К обеду мы выгребли к Рябиновке. Я теперь умный - блюду пиетет. Доложился Акиму. Понятно, официальную версию - незачем на мужика своих тараканов стряхивать, у него и своих выше крыши. Что радует - Ольбег от деда не отходит. Вообще, видеть двух влюблённых друг в друга людей - радостно. Конечно, кое-какой червячок у меня в душе… Но чисто светлое: "Печаль моя светла". И, редкое дело, зависть моя - тоже.
Большую часть узлов свалили в Рябиновский поруб. Факеншит! Лестница… Это уже не смешно и, даже, не грустно. Это уже как шатающийся зуб. Не болит, но раздражает. Я тут такие дела выкручиваю, а мелочь мелкую - лестницу в яму - сделать не могу. Надо кончать это безобразие. Уже не для дела, а исключительно для сохранения собственного самоуважения и душевного спокойствия. А то по ночам сниться будет.
Выпросил у Акима Марьяну. Дескать, что-то сестрица моя нездорова. Надо бы по свежему воздуху красавицу погулять, заодно и Маре моей показать. Чисто для профилактики. Бабе со двора своевольно уходить нельзя - только с согласия мужа или отца. Но она и не рвётся. Марьяша сперва вообще не хотела из опочивальни выходить, но услыхала про Чарджи, выглянула за ворота, а там ханыч с веслом стоит.
В начале 21 века в Праге красивого мужчину с веслом описывали фразой: "быдло с падлой". Вот он так и стоит. Подбочась.
Мда, близость славянских языков даёт иногда очень интересные эффекты. Как в "Четыре танкиста и собака":
- Что ты пукаешь? Не пукай!
В смысле: не стучи камнем по броне танка.
Марьяша в лодке ожила, улыбаться стала, глазки строить. Кому-кому… Ну не мне же! Как дошли до Пердуновки - высвистал Ноготка с подводой, барахлом Николай занялся, а мы к заимке потрюхали - обе дамы наши не сильно самоходные, на телеге им полегче.
Мара сперва аж расцвела, начала на Сухана облизываться. Но сообразила быстро, что такая толпа народу не для её игр в даосизм собралась - надо дела делать.

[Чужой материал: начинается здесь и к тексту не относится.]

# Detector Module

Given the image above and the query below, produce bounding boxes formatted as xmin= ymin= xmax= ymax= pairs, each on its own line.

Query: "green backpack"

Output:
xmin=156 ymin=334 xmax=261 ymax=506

Пока она Марьяшу в сарае осматривала да собеседование проводила, Сухан с Ноготком построили во дворе нормальную "кобылу". Марьяша такая довольная, раскрасневшаяся от Мараны вернулась.
Тут я и скомандовал:
- Бабу на кобылу.
Она сперва и не поняла ничего. Кого? Зачем? Только когда Ноготок ей руки ремнём связал да к "кобыле" потащил - взвыла:
- Ты чего? Ты чего делаешь?! Ты как посмел мне руки вязать?! Морда холопская! Развяжи немедля! Я батюшке скажу - он с тебя шкуру живьём спустит! Отпусти! Чарджи, миленький! Помоги!! Да что ж это делается-то?! Братик! Ванечка! Останови урода своего! Ваня! Нет! Не надо! Нет!!!
При первых её криках Чарджи автоматически шагнул вперёд, на зов о помощи. И остановился, упёршись грудью в мой дрючок. Несколько секунд мы смотрели в глаза друг другу. Затем он свои отвёл. Перевёл их на белое тело Марьяши: Ноготок сунул ей тряпку в рот, задрал одежду на голову и разложил на скамье, старательно растягивая и увязывая моей "сестрице" руки и ноги, притягивая их ремнями к концам лавки.
Затем вытянул из своей торбы плеть. Обычная "святорусская" двуххвостая плеть. Не греко-римская флагелла со свинцовыми шариками или острыми бараньими костями на концах. Без узлов на плетиве и жёстких, закорелых крючков на концах. "Гладкая", "женская" плётка. Чтобы шрамов и рубцов на коже не оставлять.
Марьяша выла сквозь тряпки на голове, елозила по доске "кобылы", пыталась как-то вывернуться, как-то избежать наказания. Не верила, не хотела поверить в неизбежное. "Этого не может быть, потому что этого не может быть никогда!". Её белое, гладкое, чуть полноватое тело судорожно дёргалось, мышцы бёдер, ягодиц, спины, плечей то резко сокращались под нежной "молочной" кожей, то расслаблялись, чтобы снова сжаться в предчувствии неизвестно когда, неизвестно где ударящей плети, в ожидании ещё не наступившей, но близкой, предчувствуемой боли.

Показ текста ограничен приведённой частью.